Thousands receive flu shots at clinic

More than 2,100 students, faculty and staff members – including University President Steven Knapp – turned out to receive a seasonal influenza vaccine at the first flu shot clinic of the season last week.

The four-hour-long clinic was the first of five free seasonal flu shot clinics that the University will offer this year, and there were 300 more people at this clinic than there were at all of last year’s clinics combined. In the past, students without the University’s health insurance plan paid $20 for an influenza vaccine.

“We were expecting less to turnout,” University spokeswoman Michelle Sherrard said in an e-mail. “In previous years the total flu vaccines given all through the season was 1,800.”
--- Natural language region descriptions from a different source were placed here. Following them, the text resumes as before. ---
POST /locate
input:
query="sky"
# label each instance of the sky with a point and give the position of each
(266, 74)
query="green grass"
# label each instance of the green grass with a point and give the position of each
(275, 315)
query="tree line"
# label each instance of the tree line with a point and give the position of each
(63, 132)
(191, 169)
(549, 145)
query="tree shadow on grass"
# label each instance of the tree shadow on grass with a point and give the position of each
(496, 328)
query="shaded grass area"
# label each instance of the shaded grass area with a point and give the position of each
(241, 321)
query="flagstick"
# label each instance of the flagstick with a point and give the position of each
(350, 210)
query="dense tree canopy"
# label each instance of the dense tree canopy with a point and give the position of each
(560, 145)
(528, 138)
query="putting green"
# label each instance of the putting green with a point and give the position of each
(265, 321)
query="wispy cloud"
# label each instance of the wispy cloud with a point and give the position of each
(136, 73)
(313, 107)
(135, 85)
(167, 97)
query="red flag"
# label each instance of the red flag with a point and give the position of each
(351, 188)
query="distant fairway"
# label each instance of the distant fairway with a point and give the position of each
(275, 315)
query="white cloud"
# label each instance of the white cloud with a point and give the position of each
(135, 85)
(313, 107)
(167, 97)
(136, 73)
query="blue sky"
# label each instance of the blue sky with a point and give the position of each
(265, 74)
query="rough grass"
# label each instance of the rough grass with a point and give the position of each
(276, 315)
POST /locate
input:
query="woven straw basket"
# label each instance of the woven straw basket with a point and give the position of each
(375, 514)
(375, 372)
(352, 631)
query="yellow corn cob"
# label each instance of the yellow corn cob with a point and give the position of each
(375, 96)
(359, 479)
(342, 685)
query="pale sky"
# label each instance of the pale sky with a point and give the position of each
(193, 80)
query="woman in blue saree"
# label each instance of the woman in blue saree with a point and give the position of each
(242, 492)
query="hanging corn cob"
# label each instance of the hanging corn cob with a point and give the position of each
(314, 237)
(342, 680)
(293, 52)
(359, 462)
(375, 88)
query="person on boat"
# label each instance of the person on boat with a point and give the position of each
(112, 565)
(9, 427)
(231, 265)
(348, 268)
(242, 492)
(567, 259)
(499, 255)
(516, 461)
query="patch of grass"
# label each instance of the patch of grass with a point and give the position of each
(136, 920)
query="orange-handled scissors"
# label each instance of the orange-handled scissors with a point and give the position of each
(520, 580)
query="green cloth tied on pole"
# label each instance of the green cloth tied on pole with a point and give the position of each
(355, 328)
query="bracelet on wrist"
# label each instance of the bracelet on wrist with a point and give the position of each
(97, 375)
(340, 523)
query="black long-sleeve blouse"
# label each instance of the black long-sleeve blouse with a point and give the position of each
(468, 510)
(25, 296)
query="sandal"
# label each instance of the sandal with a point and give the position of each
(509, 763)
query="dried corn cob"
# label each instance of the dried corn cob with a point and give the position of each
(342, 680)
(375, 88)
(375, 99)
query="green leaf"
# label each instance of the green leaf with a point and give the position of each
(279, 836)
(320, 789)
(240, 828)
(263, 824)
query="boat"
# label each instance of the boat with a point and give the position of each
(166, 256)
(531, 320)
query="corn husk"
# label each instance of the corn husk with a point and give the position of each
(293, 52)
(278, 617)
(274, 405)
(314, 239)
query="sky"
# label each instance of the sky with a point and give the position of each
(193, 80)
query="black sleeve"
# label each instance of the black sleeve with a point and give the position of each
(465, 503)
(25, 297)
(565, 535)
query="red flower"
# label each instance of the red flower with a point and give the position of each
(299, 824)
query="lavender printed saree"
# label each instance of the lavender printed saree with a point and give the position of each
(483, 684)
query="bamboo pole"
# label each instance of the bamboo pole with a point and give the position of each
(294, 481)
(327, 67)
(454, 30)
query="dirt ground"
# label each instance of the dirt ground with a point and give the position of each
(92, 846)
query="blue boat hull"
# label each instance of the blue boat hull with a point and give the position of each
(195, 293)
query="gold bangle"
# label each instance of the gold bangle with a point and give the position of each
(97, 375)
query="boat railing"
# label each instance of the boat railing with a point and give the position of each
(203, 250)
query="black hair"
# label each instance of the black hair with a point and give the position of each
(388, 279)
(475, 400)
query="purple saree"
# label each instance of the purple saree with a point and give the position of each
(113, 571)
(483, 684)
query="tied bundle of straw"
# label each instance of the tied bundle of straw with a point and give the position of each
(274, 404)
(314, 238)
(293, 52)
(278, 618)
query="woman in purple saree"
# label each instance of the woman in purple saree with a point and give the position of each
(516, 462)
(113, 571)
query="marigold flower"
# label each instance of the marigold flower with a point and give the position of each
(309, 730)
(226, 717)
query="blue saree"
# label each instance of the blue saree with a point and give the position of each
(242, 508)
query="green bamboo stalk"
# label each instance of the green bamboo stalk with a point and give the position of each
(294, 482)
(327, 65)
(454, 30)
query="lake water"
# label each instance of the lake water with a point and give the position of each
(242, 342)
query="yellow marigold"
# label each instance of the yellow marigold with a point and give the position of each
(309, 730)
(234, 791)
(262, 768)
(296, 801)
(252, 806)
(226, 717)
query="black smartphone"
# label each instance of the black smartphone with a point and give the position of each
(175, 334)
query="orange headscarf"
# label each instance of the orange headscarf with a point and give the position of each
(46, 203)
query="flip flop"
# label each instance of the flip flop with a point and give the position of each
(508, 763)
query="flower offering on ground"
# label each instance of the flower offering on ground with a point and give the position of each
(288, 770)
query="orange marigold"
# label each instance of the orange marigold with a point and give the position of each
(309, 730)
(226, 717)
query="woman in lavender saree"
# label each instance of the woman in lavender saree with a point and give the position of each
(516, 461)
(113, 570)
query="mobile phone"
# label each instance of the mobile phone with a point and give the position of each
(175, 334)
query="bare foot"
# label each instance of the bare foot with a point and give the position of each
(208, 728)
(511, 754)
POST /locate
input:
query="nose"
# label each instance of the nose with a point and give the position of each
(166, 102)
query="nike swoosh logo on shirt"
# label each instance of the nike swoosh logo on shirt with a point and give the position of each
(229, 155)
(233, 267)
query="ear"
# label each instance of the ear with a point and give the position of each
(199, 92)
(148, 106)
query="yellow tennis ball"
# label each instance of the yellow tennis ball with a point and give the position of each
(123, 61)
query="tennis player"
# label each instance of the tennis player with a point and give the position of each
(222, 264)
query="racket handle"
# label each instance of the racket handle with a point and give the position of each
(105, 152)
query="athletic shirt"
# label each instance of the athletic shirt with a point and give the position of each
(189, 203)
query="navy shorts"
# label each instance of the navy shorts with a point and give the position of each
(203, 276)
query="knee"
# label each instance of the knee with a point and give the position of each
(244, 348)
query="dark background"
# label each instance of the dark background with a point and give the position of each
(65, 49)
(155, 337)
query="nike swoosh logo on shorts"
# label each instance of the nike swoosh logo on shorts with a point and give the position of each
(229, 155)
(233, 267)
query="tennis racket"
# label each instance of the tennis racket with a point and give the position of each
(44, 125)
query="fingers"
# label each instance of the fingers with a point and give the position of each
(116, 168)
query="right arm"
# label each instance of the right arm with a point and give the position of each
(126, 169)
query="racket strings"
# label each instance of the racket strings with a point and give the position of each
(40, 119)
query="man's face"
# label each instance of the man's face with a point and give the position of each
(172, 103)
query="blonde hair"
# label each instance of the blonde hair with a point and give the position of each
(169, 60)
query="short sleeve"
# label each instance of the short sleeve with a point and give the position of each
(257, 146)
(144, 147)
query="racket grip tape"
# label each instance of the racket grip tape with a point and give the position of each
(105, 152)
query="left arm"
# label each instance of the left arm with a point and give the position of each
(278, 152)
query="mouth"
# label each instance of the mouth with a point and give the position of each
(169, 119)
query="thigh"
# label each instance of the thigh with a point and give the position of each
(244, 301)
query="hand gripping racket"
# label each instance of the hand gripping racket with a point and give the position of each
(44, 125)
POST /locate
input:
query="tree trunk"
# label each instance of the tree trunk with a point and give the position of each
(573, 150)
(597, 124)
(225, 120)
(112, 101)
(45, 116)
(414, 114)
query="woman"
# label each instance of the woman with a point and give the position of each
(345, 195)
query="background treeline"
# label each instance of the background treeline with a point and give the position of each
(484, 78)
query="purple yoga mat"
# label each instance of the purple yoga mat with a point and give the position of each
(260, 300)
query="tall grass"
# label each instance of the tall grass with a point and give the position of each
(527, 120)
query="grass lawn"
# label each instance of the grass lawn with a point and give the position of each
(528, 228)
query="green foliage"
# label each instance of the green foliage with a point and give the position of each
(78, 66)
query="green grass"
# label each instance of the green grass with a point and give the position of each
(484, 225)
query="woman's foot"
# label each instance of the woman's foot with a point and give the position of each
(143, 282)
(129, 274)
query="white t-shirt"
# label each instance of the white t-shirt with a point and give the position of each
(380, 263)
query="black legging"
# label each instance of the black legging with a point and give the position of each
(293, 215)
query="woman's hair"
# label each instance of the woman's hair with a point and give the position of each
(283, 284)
Lines of GW community members waiting for their shot snaked around the third floor of the Marvin Center, but students interviewed said the lines moved quickly.

Since the beginning of the school year, the Student Health Service has diagnosed 437 students with an “influenza-like illness” Sherrard said. She also added that there could be more students who went to other health providers to be diagnosed, or simply have the flu and did not report their symptoms.

“The University is offering free vaccinations to encourage as many people as possible to get the seasonal flu shot,” Sherrard said. “We are very pleased with the campus participation in the program.”

Students waiting in line at the flu shot clinic said they showed up to get their vaccine in an attempt to avoid the illness spreading around the University.

“A lot of people are getting sick,” sophomore Andrew Bowles said as he waited in line for his shot. “I’m trying to avoid that.”

Bowles said he appreciated the University’s decision to make the flu vaccines free, adding that part of the reason he showed up to get the shot was because it would not cost him anything.

Senior Maggie Gomez-Madonia said she too showed up to get vaccinated to avoid the spreading illness.

“The flu seems to be a popular thing,” Gomez-Madonia said. “Things go around campus so quickly that I’d rather avoid getting it.”

Because this vaccine doesn’t protect against the H1N1 strand of the virus – commonly known as the swine flu – the Centers for Disease Control and Prevention recommends getting the H1N1 flu shot in addition to the seasonal flu shot, Sherrard said.

While the H1N1 vaccine is not yet available, Isabel Goldenberg, director of SHS, said she is monitoring news about the vaccine and is attempting to make sure the University will secure it when it is released.

Students at the clinic, however, had mixed opinions about whether or not to get the H1N1 vaccine when it becomes available.

Sophomore Sarah Siegel said she is not planning to get the swine flu shot because she has heard that it’s just a “watered-down” version of the seasonal shot.

But Aaron Cohen said he intends on getting the vaccine as soon as it becomes available.

“I figured if I get the flu shot now, then that’ll get one off the bat and then I won’t have a bad immune system,” Cohen said.

Four more free flu shot clinics will be held on Sept. 29, Oct. 1, Oct. 7 and Oct. 8, Sherrard said, adding that students should check the campus advisories Web site for the latest information about the flu.